Speaker
Description
In the recent years, it has been realized that deep-inelastic scattering with polarization control could provide a variety of spin and azimuthal angle dependent observables sensitive to the quark-gluon interactions. New parton distributions and fragmentation functions have been introduced to describe the rich complexity of the hadron structure and move towards a multi-dimensional imaging of the underlying parton correlations. Besides the hard probe scale, these functions explicitly depend on the parton transverse degrees of freedom at the scale of confinement. Their study promises to open a unprecedented gateway to the peculiar nature of the strongly interacting force.
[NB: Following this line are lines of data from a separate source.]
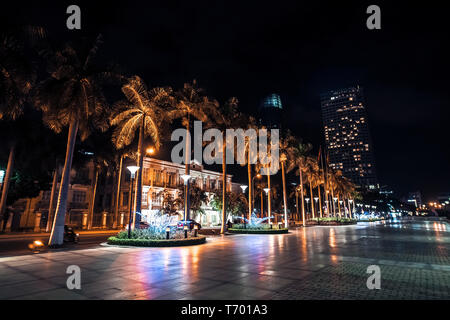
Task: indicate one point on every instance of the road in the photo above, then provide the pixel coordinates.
(17, 244)
(320, 262)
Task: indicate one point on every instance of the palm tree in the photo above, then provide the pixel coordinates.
(224, 119)
(299, 156)
(72, 97)
(17, 77)
(190, 103)
(250, 123)
(141, 111)
(287, 144)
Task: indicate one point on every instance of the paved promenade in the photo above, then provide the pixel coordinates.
(312, 263)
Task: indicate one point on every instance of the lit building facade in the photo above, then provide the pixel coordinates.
(158, 176)
(347, 135)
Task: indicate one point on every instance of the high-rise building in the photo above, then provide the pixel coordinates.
(347, 136)
(270, 111)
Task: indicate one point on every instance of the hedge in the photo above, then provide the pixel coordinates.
(258, 231)
(156, 243)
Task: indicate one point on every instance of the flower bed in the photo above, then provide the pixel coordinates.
(331, 221)
(150, 238)
(371, 220)
(258, 230)
(156, 242)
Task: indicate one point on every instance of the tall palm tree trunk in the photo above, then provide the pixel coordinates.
(187, 202)
(224, 186)
(262, 205)
(284, 195)
(140, 162)
(52, 199)
(320, 200)
(117, 200)
(57, 234)
(92, 204)
(312, 199)
(339, 205)
(249, 173)
(7, 181)
(301, 194)
(269, 200)
(332, 200)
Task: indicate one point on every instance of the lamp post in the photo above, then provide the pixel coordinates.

The CLAS12 experiments with a transversely polarized target (Run-Group H, or RGH) will have a unprecedented sensitivity to several crucial observables whose current knowledge is severely limited by the sparse data available. Distinctive features, common to all three RGH experiments, are the precise measurement of parton distributions and phenomena in the poorly explored valence region (large Bjorken-x) where current models project their magnitude to be peaking, a luminosity at least one order of magnitude higher than the previous experiments, a large acceptance detector for the disentanglement of the various correlations and kinematic regimes, and an excellent particle identification capability to access flavor sensitivity.
This work presents a selection of upcoming measurements planned at CLAS12 to address the mysteries of the nucleon structure from a modern point of view.